While the end result is easy living, the journey has been a little more of a hard slog.

Lisa and Steve first fell in love with the potential of the 13sq weatherboard the minute they rounded the long country driveway, having searched for a home they could work with and renovate to passive and green principles.

“The house was sound structurally which was important, but it was all wrong. It faced the wrong way, it was dark, with a west-facing front and no northerly aspect,” Lisa says.

“But the garden was amazing, and we knew it was for us.”

What followed was 18 months of intense planning and research before Steve and Lisa, who were owner builders for the project, secured the services of local builder Leigh Huggard to start the renovation, and reshape the orientation of the home towards the north.

Lisa and Steve made the most of the solid slab that acts as a thermal mass for heating and cooling in their living area by laying tiles over the top, and they installed 1kW of PV solar panels for solar electricity, and a solar hot water service. They maximised cross-ventilation, with strategically placed double-glazed windows and French doors, and the only conventional heating and cooling in the home is a split-system unit that is supported by ceiling fans.

The 3.6m ceilings were dropped in part to 3m, “so the house doesn’t have to work as hard”, but the original pressed tin ceiling in the kitchen has been retained, as has the old fireplace that has melded the old with the new.

“I think we’ve been sympathetic to the old girl,” Lisa says. “Tarting her up into a contemporary home wouldn’t have cut it. We didn’t want a big house with all that energy consumption, and the final floor plan is 20q. We added about 10sq including the alfresco area. It’s only as big a it needs to be.”

Taking into account their four children, Bodhi 12, Charlee 11, Xan 10 and Jedda 3, you may be forgiven for wondering how everything fits, yet there are wide open spaces and cosy nooks for privacy rubbing up against each other with ease.

Steve worked on a lot of the renovation himself, after hours and on weekends, tackling everything from painting and fencing to roofing and insulating the home. “We lived in a bit of a jumble for a while; we even cooked eggs in the bathroom at one stage,” he says.

The couple used all local tradesmen and had nothing but praise for their cabinetmaker Leigh Morris of MBM Designs, Kyabram, who bought into the vision, and produced solutions for ensuring the new kitchen cabinetry worked flush with the uneven original floorboards.

Steve and Lisa were industrious in using recycled and existing house materials where possible – the pool cabana is the remodelled veranda that used to sit on the north of the house.

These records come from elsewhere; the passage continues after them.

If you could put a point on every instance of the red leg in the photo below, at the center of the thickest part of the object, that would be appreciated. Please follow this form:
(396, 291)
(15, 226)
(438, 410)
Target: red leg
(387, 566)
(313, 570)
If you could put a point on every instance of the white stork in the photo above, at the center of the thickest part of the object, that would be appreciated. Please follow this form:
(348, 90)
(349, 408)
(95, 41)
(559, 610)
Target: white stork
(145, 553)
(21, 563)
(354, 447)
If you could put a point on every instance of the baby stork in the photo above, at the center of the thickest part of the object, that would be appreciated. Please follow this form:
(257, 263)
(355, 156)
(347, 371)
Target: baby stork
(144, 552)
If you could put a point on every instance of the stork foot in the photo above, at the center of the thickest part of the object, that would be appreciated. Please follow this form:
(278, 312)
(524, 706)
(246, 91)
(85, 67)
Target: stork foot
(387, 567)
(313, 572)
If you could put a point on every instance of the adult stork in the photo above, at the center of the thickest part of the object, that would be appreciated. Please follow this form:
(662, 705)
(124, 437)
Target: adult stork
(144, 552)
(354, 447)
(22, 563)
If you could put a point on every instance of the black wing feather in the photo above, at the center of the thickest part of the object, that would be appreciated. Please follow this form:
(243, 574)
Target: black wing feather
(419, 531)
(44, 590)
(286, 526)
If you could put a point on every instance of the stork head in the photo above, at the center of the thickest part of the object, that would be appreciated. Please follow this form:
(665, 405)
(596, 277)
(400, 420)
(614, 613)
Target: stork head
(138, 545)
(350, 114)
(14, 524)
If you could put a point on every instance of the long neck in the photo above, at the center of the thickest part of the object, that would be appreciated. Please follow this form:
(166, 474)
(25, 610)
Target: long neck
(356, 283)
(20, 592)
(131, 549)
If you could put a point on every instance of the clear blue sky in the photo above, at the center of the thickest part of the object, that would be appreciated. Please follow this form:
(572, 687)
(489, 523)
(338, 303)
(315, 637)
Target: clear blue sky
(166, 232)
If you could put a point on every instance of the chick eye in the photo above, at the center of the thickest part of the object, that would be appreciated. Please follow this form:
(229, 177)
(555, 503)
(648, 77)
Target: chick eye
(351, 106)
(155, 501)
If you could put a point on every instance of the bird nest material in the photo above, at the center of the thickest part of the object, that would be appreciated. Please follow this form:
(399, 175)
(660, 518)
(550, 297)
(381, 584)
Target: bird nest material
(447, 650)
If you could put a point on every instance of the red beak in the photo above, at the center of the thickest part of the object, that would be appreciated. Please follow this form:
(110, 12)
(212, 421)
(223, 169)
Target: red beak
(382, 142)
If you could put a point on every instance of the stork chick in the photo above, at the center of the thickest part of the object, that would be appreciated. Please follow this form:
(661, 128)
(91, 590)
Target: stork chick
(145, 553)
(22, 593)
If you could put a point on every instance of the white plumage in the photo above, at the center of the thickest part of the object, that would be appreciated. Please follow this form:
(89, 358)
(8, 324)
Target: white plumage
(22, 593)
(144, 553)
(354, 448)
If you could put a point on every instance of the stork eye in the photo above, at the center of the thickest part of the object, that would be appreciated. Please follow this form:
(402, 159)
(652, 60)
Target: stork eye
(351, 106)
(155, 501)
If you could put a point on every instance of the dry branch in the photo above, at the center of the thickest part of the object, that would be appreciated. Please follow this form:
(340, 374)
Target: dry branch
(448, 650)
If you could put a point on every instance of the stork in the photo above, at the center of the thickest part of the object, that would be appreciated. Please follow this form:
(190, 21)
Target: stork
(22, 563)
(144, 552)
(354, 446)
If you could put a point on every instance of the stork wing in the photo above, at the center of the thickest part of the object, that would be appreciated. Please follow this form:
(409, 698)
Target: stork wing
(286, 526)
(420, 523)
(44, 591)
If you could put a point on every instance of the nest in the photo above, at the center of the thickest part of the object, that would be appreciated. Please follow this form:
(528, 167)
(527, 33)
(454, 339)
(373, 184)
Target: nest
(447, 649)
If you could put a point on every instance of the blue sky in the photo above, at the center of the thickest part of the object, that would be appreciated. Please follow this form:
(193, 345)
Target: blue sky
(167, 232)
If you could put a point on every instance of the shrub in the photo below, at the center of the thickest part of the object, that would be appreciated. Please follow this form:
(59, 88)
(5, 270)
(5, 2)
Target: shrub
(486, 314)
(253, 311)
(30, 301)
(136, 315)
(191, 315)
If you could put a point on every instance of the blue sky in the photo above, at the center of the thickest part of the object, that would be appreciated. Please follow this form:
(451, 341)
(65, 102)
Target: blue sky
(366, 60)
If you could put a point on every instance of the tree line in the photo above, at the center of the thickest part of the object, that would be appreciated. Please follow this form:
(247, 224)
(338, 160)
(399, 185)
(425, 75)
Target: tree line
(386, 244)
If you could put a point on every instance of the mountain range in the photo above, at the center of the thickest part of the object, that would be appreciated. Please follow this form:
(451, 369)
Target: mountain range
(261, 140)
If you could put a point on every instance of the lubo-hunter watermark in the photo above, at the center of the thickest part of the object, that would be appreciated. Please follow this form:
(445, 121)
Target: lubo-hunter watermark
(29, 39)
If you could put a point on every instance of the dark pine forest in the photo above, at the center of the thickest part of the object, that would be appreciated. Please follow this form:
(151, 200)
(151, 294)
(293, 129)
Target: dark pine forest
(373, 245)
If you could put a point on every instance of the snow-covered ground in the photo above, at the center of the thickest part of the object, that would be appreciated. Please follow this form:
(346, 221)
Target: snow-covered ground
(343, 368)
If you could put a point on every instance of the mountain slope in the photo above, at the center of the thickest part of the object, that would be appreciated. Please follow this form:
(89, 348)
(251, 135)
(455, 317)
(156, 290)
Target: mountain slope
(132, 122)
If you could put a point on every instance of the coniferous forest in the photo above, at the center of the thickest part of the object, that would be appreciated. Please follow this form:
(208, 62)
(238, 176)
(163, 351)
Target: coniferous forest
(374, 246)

Both say going owner builder for a project like this is not for the faint-hearted, but the money saved allowed them to pay for the in-ground pool – a big decision for Lisa. “I wrestled with the pool, because I know they are inefficient beasts, but it was a lifestyle choice for the kids and their friends,” she says. “We do have solar heating for the pool, but because even then you need a pump that guzzles energy, we don’t use it much. We are just very diligent with the pool blanket that traps heat and prevents evaporation.”

A 100,000 litre rainwater tank is one of the home’s clever green features, while Lisa’s imported windmill, purely for looks, towers over the tank ensuring the authenticity of the old farmhouse is maintained.

Steve pays a lot of attention the rambling garden around the home, but credits the previous owners with its beauty. An east-west-facing pergola shrouded in deciduous grapevine provides shade in the hot months, and new eaves over the north-facing windows protect the home in summer while still allowing sunlight to penetrate in winter.

The combined result is a stunning family home that pays its dues to energy efficiency without compromising on style.